The legendary Hollywood actor Sidney Poitier died this Friday at the age of 94, as newspapers in the Bahamas reported. The Bahamian actor, film director, activist and diplomat was the first black performer to win an Oscar for Best Actor for his role in Lilies of the Field in 1964. Poitier was a star of Hollywood films and US stage plays that consciously challenged racial stereotypes, and he blazed the trail for black actors to have a dramatic credibility that the white establishment had previously denied.
Later, in 1967, he starred in three massively successful films: To Sir With Love, In the Heat of the Night, and Guess Who's Coming to Dinner, which set the box office record for that year. In addition to his role as an actor, Poitier stood out for his activism in the struggle for black civil rights in the US. For that work, president Barack Obama awarded him the 2009 Presidential Medal of Freedom, the highest civilian honour in the United States.
Bold denouncement
Two of his most memorable roles saw him cast in the classroom: his breakthrough performance in the 1955 film Blackboard Jungle, as Gregory Miller, a student at an interracial inner city school; and To Sir, With Love, when he played an engineer who takes on a job teaching a class of white students in London's East End. In that same year, when the US exploded in a summer of race riots, was Guess Who’s Coming to Dinner, a bold denouncement of racism, which presented an interracial couple at a time when marriage between blacks and whites was still illegal in 17 US states.

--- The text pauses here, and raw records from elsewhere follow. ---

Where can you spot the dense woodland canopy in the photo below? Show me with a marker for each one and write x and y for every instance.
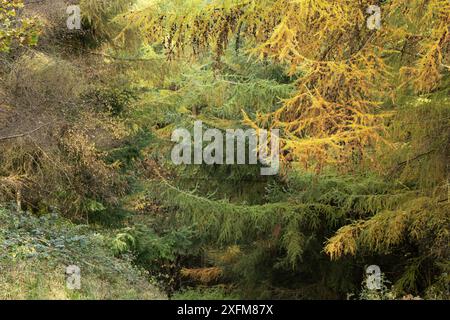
(86, 118)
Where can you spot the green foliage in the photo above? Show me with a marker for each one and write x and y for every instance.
(14, 28)
(36, 250)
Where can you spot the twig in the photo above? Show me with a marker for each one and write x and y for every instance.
(23, 134)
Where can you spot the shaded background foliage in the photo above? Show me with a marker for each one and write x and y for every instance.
(365, 139)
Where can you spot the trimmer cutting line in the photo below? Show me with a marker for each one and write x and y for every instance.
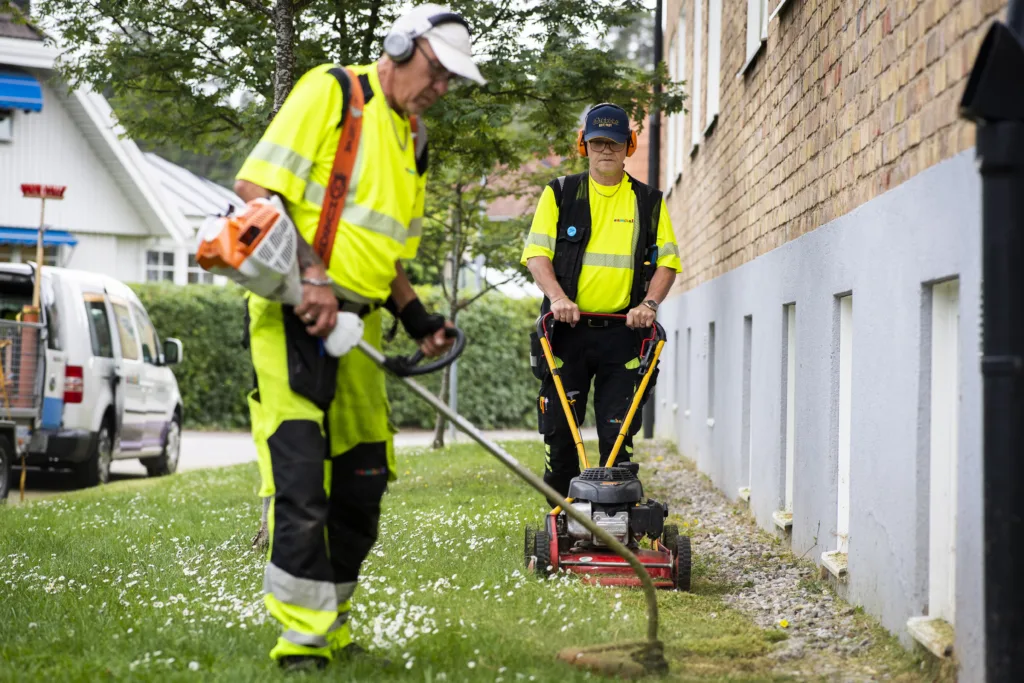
(624, 659)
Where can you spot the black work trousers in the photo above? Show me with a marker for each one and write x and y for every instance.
(609, 357)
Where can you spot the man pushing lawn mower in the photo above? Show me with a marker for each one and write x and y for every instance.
(601, 243)
(602, 250)
(345, 160)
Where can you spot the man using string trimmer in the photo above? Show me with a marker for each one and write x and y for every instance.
(343, 161)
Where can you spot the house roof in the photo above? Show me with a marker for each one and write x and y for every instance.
(13, 27)
(93, 116)
(194, 196)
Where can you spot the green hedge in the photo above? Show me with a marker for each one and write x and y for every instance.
(496, 386)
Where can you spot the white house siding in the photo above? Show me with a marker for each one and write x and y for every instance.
(49, 147)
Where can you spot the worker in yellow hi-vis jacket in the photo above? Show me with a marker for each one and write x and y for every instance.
(601, 243)
(321, 424)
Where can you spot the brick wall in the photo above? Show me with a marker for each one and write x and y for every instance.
(844, 101)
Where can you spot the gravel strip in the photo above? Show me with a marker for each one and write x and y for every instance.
(770, 584)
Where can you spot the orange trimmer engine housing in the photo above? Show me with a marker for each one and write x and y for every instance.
(255, 248)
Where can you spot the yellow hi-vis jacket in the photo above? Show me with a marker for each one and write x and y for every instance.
(383, 217)
(606, 276)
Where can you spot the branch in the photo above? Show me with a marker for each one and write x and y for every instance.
(256, 6)
(375, 10)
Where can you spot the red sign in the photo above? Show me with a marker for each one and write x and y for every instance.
(30, 190)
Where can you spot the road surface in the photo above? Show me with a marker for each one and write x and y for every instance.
(206, 450)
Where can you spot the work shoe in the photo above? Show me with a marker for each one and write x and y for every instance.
(301, 663)
(356, 653)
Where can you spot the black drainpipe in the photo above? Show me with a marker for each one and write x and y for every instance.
(653, 179)
(993, 99)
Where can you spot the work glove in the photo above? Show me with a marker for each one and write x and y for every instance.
(417, 322)
(346, 334)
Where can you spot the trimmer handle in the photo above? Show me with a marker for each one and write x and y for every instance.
(409, 366)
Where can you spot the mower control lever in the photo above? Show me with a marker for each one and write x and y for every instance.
(649, 346)
(409, 366)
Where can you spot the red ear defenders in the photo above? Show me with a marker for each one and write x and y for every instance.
(631, 143)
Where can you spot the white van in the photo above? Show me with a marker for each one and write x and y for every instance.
(101, 388)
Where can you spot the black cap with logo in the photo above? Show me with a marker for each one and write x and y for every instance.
(606, 121)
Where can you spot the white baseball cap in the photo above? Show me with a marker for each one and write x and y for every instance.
(450, 40)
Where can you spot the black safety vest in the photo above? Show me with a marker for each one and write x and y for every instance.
(572, 197)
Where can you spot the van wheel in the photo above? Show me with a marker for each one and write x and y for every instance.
(6, 463)
(167, 462)
(96, 468)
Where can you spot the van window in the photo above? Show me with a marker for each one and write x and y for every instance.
(99, 327)
(126, 333)
(151, 345)
(52, 327)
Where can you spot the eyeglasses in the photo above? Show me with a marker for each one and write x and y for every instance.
(600, 144)
(437, 72)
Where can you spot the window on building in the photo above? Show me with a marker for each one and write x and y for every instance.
(843, 398)
(696, 82)
(757, 30)
(197, 275)
(672, 165)
(944, 437)
(714, 60)
(26, 253)
(711, 375)
(126, 333)
(788, 401)
(681, 70)
(159, 266)
(747, 443)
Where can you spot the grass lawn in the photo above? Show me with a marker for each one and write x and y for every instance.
(154, 580)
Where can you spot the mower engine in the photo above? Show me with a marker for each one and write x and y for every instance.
(611, 498)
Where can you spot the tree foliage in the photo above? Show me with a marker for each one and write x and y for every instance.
(206, 75)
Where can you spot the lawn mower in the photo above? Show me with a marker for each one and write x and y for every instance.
(610, 496)
(237, 247)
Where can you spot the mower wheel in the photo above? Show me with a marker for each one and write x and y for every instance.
(669, 536)
(527, 544)
(682, 564)
(542, 548)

The ground for these roles had been laid by his earlier recognition, with his 1964 Oscar for the comedy Lilies of the Field. However, at that time Poitier himself was concerned that the industry was celebrating him as its "token black", and that socially challenging roles would not be offered to him.
Off screen
As a Bahamas citizen, Poitier received a knighthood in 1974. Sir Sidney was the Bahamas' ambassador to Japan from 1997 to 2007 and also to UNESCO. In 2012, the bridge to Paradise Island in the Bahamas was named in his honour, in a ceremony at which the then-prime minister Perry Christie explained that while Poitier was the world's most famous Bahamian of all time, the bridge was named after him because of his philanthropy in the Bahamas and the "great things he had done, both on and off screen throughout his life."
"You played against the stereotype, and in so doing so, you broke it," Christie said. "In three of your portraits, in one film after another, you gave personal witness to the humanity, dignity, pride, and self-esteem of the black man."